Станционный смотритель, смешавшись, не знал, кого слушать, и смотрел на Михаила Строгова, за кем заведомо оставалось право воспротивиться необоснованным требованиям пассажира.
Михаил Строгов мгновение колебался. Он не хотел пускать в дело свою подорожную, которая привлекла бы к нему внимание, не хотел и задерживаться, уступая лошадей, но при всем том не хотел ввязываться в драку, из-за которой могла сорваться его миссия.
Оба журналиста следили за ним, готовые, разумеется, поддержать своего спутника, если бы он обратился к ним за помощью.
— Мои лошади останутся при моей повозке, — сказал Михаил Строгов, не подымая голоса выше, чем позволительно простому иркутскому купцу.
Тогда пассажир ринулся на Михаила Строгова и, грубо схватив ого за плечо, закричал раскатистым голосом:
— Ах так! Ты не хочешь уступить мне лошадей?
— Нет, — ответил Михаил Строгов.
— Ну так вот, они достанутся тому, у кого достанет сил уехать! Защищайся, ибо пощады тебе не будет!
Произнеся эти слова, пассажир выхватил из ножен саблю и принял боевую стойку.
Надя кинулась к Михаилу Строгову.
Гарри Блаунт и Альсид Жоливэ тоже устремились к нему.
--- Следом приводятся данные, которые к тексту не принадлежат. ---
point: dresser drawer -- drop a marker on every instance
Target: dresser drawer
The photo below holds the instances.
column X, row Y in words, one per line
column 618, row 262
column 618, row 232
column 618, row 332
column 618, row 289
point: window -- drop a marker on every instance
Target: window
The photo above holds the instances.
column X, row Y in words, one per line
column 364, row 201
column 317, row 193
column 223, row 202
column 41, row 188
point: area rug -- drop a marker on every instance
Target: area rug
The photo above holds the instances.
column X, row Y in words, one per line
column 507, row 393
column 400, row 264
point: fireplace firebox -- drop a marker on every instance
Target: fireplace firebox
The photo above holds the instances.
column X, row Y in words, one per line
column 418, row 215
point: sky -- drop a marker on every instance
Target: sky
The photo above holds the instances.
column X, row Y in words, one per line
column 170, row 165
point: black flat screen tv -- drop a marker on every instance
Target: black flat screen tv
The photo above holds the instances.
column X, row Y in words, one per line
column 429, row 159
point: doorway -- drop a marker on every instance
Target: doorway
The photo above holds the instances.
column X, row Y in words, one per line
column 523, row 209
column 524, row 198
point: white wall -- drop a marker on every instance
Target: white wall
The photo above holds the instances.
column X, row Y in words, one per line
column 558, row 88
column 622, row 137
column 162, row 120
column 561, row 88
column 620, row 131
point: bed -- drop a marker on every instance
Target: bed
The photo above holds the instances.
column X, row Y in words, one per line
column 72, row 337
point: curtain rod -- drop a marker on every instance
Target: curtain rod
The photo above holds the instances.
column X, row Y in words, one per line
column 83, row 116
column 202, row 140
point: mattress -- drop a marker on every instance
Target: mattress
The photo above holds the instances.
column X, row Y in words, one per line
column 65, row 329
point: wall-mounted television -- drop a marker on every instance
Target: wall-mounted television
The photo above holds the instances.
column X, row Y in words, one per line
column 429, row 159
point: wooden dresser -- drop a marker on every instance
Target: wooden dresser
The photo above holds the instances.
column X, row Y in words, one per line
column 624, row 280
— Драться я не стану, — просто сказал Михаил Строгов и, чтобы сдержать гнев, скрестил на груди руки.
— Не станешь драться?
— Нет.
— Даже после этого? — вскричал пассажир.
И прежде чем его успели удержать, рукояткой кнута ударил Михаила Строгова по лицу.
От такого оскорбления Строгов страшно побледнел. Раскрытые ладони его вскинулись вверх, словно собираясь в порошок стереть негодяя. Но высшим усилием воли он сумел овладеть собой. Поединок означал бы не только задержку, но и, возможно, провал всего дела!… Лучше уж потерять несколько часов!… Да! Но терпеть такое бесчестье!…
— Ну, теперь-то ты будешь драться, трус? — повторил пассажир, усугубляя насилие грубостью.
— Нет! — ответил Михаил Строгов, не двинувшись с места, но в упор глядя на пассажира.
— Лошадей, и немедленно! — рявкнул тот.
И с этими словами вышел из зала.
Станционный смотритель тотчас последовал за ним, успев, однако, пожать плечами и окинув Михаила Строгова неодобрительным взглядом.
Впечатление, произведенное этим инцидентом на журналистов, не могло быть в пользу Михаила Строгова. Они и не скрывали своего разочарования. Такой крепкий молодой человек — и дать себя ударить, не потребовав удовлетворения за подобное бесчестье! И они, ограничившись поклоном, удалились. При этом Альсид Жоливэ сказал Гарри Блаунту:
— Вот уж чего никак не ожидал от человека, который столь умело вспарывает брюхо уральским медведям! Неужели все-таки правда, что у мужества есть свой час и свой способ? Просто уму непостижимо! Пожалуй, остается только пожалеть, что нам не довелось побыть рабами!
Минутой позже скрип колес и щелканье бича дали понять, что почтовая карета, запряженная упряжкой тарантаса, стремительно покинула станцию.
Надя, казавшаяся безучастной, и Михаил Строгов, которого все еще била дрожь, остались в зале станции одни.
Царский гонец, не разнимая скрещенных на груди рук, опустился на скамью. И застыл словно каменное изваяние. Однако бледность на его мужественном лице сменилась багрянцем, никак не похожим на краску стыда.
Надя не сомневалась, что заставить этого человека стерпеть подобное унижение могли только высочайшие соображения.
И, приблизившись теперь к нему как в свое время он к ней — в полицейском управлении Нижнего Новгорода, — произнесла:
— Твою руку, брат!
И одновременно почти материнским движением стерла слезу, навернувшуюся на глаза своего спутника.
Глава 13
ДОЛГ ПРЕВЫШЕ ВСЕГО
Надя догадалась, что всеми поступками Михаила Строгова двигал некий тайный мотив, по какой-то неведомой причине Строгов не принадлежал себе, не имел права располагать собой и в силу этих обстоятельств только что героически принес в жертву долгу даже боль смертельного оскорбления.
Однако спрашивать у Михаила Строгова объяснений она не стала. Разве рука, которую она ему подала, не была уже ответом на все, что он мог ей сказать?